Mark Knopfler is a badass. My generation seems to only remember the former Dire Straits frontman because he wrote “Money For Nothing”, but that passing knowledge can only be described as their loss. His clean guitar riffs and reserved sense of humor have made him a legend, and his fifth solo effort, Kill To Get Crimson, proves exactly why he’s worthy of that esteemed title.

From start to finish and every song in between, this record oozes knowledge and grace. Like the best Modernist authors, Knopfler seemingly implores a stream of consciousness, using his lyrics to paint vivid, disjointed stories from the first person narrative. His delicate, seasoned voice provides a soothing backdrop to the intricate and lovely guitar riffs. The entire disc really serves as a nice juxtaposition to the up-tempo passion he made famous with Dire Straits.

Some Rock N Roll enthusiasts might be miffed at the reserved turn he has taken with his solo work, and while this disc certainly cements that musical change, it’s actually in this structure that Kill To Get Crimson finds its voice. Like a wise sage, Knopfler teaches with subdued rhythms and shines with dry wit. I was surprised at how subtly funny some of these tracks are, but any doubt of its humor is shored up by “Secondary Waltz.”
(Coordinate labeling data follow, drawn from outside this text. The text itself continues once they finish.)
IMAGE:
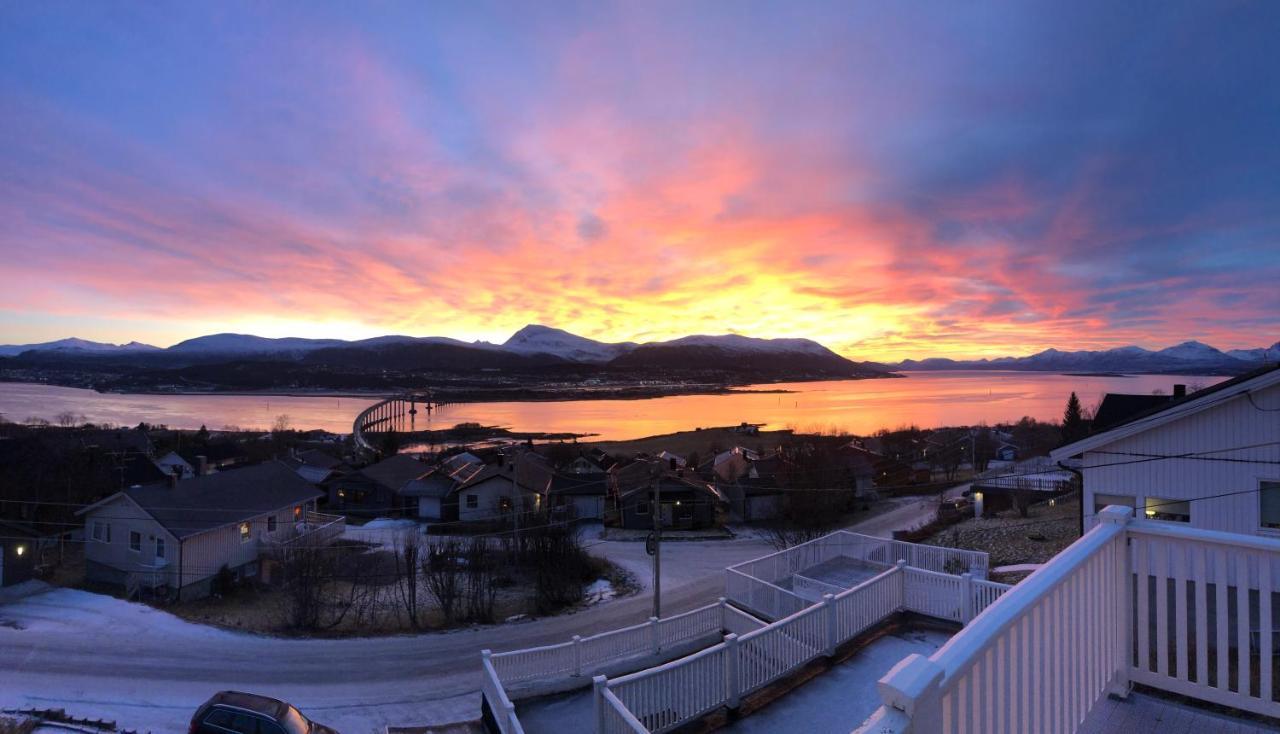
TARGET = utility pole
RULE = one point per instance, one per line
(657, 542)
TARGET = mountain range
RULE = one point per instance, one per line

If you were wetted by the thought of The Donnas’ new CD this week, than this record probably isn’t for you, but if you can’t get enough of noted songsters like Tim Buckley or Leonard Cohen, than you need to purchase this release immediately. It’s not exactly brimming with number one singles, but in the words of an idealistic socialist, every one is equally good in its own way. Karl Marx would have liked this CD, and I do too.